19 Dezembro 2024
Artigo do cardeal italiano Gianfranco Ravasi, em artigo publicado em Il Sole 24 Ore, 15-12-2024. A tradução é de Luisa Rabolini.
Tenha como regra na vida nunca se arrepender e nunca olhar para trás. Ter arrependimentos é um terrível desperdício de energias, você nada pode construir sobre essas bases, só serve para chafurdar neles.
“A mulher de Ló olhou para trás e se tornou uma estátua de sal”. Essa é uma imagem bíblica poderosa, extraída do capítulo 19 do livro de Gênesis: enquanto uma chuva de enxofre e fogo cai sobre Sodoma e Gomorra, sinal do julgamento divino, essa mulher se demora para lançar um último olhar para a sua casa, já envolta por faíscas e chamas. Ainda hoje, os turistas que passam pela costa litorânea ocidental do Mar Morto se deparam com uma elevação isolada, que a lenda identificou como a esposa de Ló transformada em uma estátua de sal.
Acima, recortamos um parágrafo de uma carta de Katherine Mansfield, escritora inglesa, nascida na Nova Zelândia em 1888, viajante (faleceria na França em 1923), requintada autora de contos que costumam apresentar figuras femininas delicadas.
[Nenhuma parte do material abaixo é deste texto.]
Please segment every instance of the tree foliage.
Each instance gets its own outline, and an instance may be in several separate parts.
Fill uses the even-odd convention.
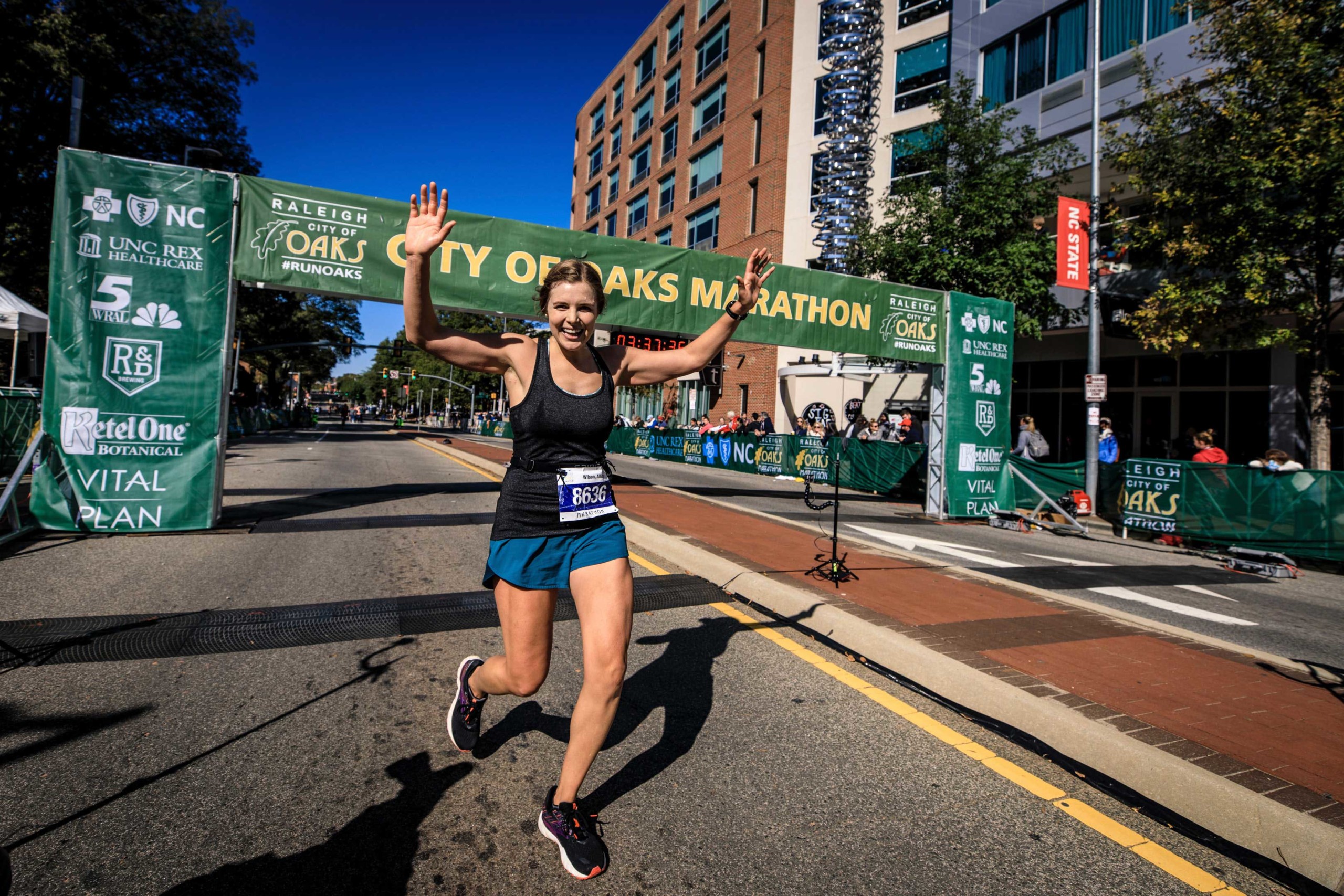
[[[56,148],[70,132],[70,79],[85,78],[79,145],[258,173],[238,124],[255,81],[241,51],[253,28],[223,0],[0,3],[0,282],[47,308]]]
[[[1039,334],[1067,313],[1050,290],[1055,244],[1034,219],[1054,214],[1081,156],[1064,138],[1013,128],[1017,111],[991,109],[964,75],[931,107],[937,124],[888,137],[896,177],[880,220],[860,226],[855,270],[1003,298],[1017,306],[1017,332]]]
[[[1329,467],[1329,326],[1344,274],[1344,7],[1202,0],[1200,81],[1142,66],[1133,129],[1107,150],[1153,214],[1159,289],[1130,318],[1168,352],[1286,345],[1310,357],[1310,465]]]
[[[438,312],[438,320],[444,326],[452,326],[453,329],[462,330],[464,333],[499,333],[501,326],[509,333],[526,333],[528,336],[536,334],[536,326],[528,321],[517,320],[504,320],[497,317],[491,317],[489,314],[469,314],[466,312]],[[405,340],[406,330],[402,329],[396,333],[396,339]],[[341,391],[351,395],[351,398],[362,402],[378,402],[383,398],[383,390],[387,390],[387,398],[395,398],[396,387],[406,386],[409,380],[384,380],[383,368],[396,368],[402,371],[402,376],[407,376],[407,371],[415,368],[417,373],[430,373],[433,376],[452,377],[461,384],[462,388],[450,387],[448,383],[439,380],[419,380],[411,386],[411,398],[415,396],[415,390],[425,391],[426,408],[429,406],[430,390],[438,390],[434,396],[435,404],[442,407],[442,400],[450,398],[453,404],[461,406],[464,408],[470,407],[470,387],[476,387],[476,408],[481,410],[489,406],[491,392],[499,392],[500,377],[495,373],[480,373],[477,371],[468,371],[461,367],[454,367],[441,357],[435,357],[429,352],[422,352],[406,343],[406,351],[401,359],[392,357],[391,340],[383,340],[374,353],[374,360],[368,369],[359,373],[355,379],[347,380],[341,377]]]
Suas palavras atingem um defeito de muitos: viver sempre com a cabeça voltada para o passado, nostálgicos e melancólicos, sempre prontos a detestar as necessidades do presente e, no final, inertes em sua sutil autocomplacência na qual “chafurdam”. É claro que a “busca pelo tempo perdido” pode criar obras-primas, como aconteceu com Proust, mas também pode ser apenas um estéril e desconsolado arrependimento. É uma paixão que se agarra ao coração e impede que se descubra que em cada amanhecer que desponta sempre há uma nova luz.